A pé continuam a vir muitos visitantes – ainda esta manhã Agostinho foi guia de um grupo de estrangeiros. É que não há como evitá-lo, a serra descobre-se caminhando. Ou então caminha-se já com um destino e esse pode ser uma das muitas lagoas que a povoam ou tão simplesmente um dos cartões de visita mais conhecidos da Serra d’Arga, o Santuário de São João d’Arga: quando há a festa, conta Agostinho, muitos são os que deixam o carro deste lado da serra e se aventuram a caminhar pelos montes cerca de duas horas.

Fora fim-se-semana, teríamos podido ver a D. Carmen ou a D. Maria a fazer broa de milho como “antigamente”, ou seja, com a farinha moída num dos moinhos de água que já foram quase ubíquos na freguesia. Assim, não lhes pomos a vista em cima, mas visitamos um moinho de água no lugar de Espantar. É um dos dois ainda em funcionamento, dos 42 que existem na aldeia. “Para cada 10 famílias, havia um moinho”, conta Agostinho. A emigração levou muita gente, contudo, a igreja é um bom testemunho da antiga abundância populacional, parecendo agora quase incongruente na sua dimensão e na sua riqueza barroca.

Segredo mal guardado

Chegamos, então ao moinho de Espantar, tabuleta caída na beira da estrada. Há outro moinho a meio da colina, onde antes as mulheres coravam a roupa: não havia tempo a perder e enquanto os moinhos moíam a farinha no ribeiro lavava-se a roupa. Agora o moinho da encosta está abandonado, o de baixo restaurado e com restos de farinha entre as mós. As diferenças são óbvias e começam no telhado, um novo, laranja  brilhante, o outro gasto, algumas telhas já cinzentas; as semelhanças também, xisto e granito a compor as construções, “o granito dos montes, o xisto daqui mesmo”. A mesma levada alimentava ambas, uma das que “escorrem” do rio Âncora, que nasce na Fonte da Urze e chega ao mar em Vila Praia de Âncora; essas levadas ainda alimentam os campos agrícolas, em regime comunitário.

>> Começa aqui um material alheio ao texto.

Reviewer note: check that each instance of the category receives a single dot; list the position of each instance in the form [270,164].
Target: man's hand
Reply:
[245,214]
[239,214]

Não vamos perder o norte ao rio Âncora, apesar de poucas vezes o vermos. No Pincho, onde este se transforma em cascata, teremos, aliás, um excesso, cortesia da chuva dos dias anteriores. A cascata do Pincho é talvez o segredo mais mal guardado desta zona “secreta” numa serra conhecida pelas “sete lagoas”. O carro leva-nos até bastante perto, apesar do receio pelos efeitos das chuvas recentes nos caminhos florestais de terra. A água cai em fúria do penhasco, continua sobressaltada pelas rochas e segue nervosa em redemoinhos sobre fundo de seixos. Não conseguimos chegar perto da lagoa onde as águas se despenham, uma piscina natural no Verão. O calmo espelho de água em torno do qual se acotovelam banhistas está revoltoso e se as margens já são escassas no tempo seco, agora estão selvagens. “À volta da cascata existiam campos agrícolas”, conta Agostinho. Já passou mais de um século, calcula, e a floresta voltou a tomar conta de tudo – no meio dela, uma ponte minúscula, que mais parece um delírio rochoso sobre um ribeiro, lembra os tempos em que por estes terrenos se fazia o caminho até Vila Praia de Âncora.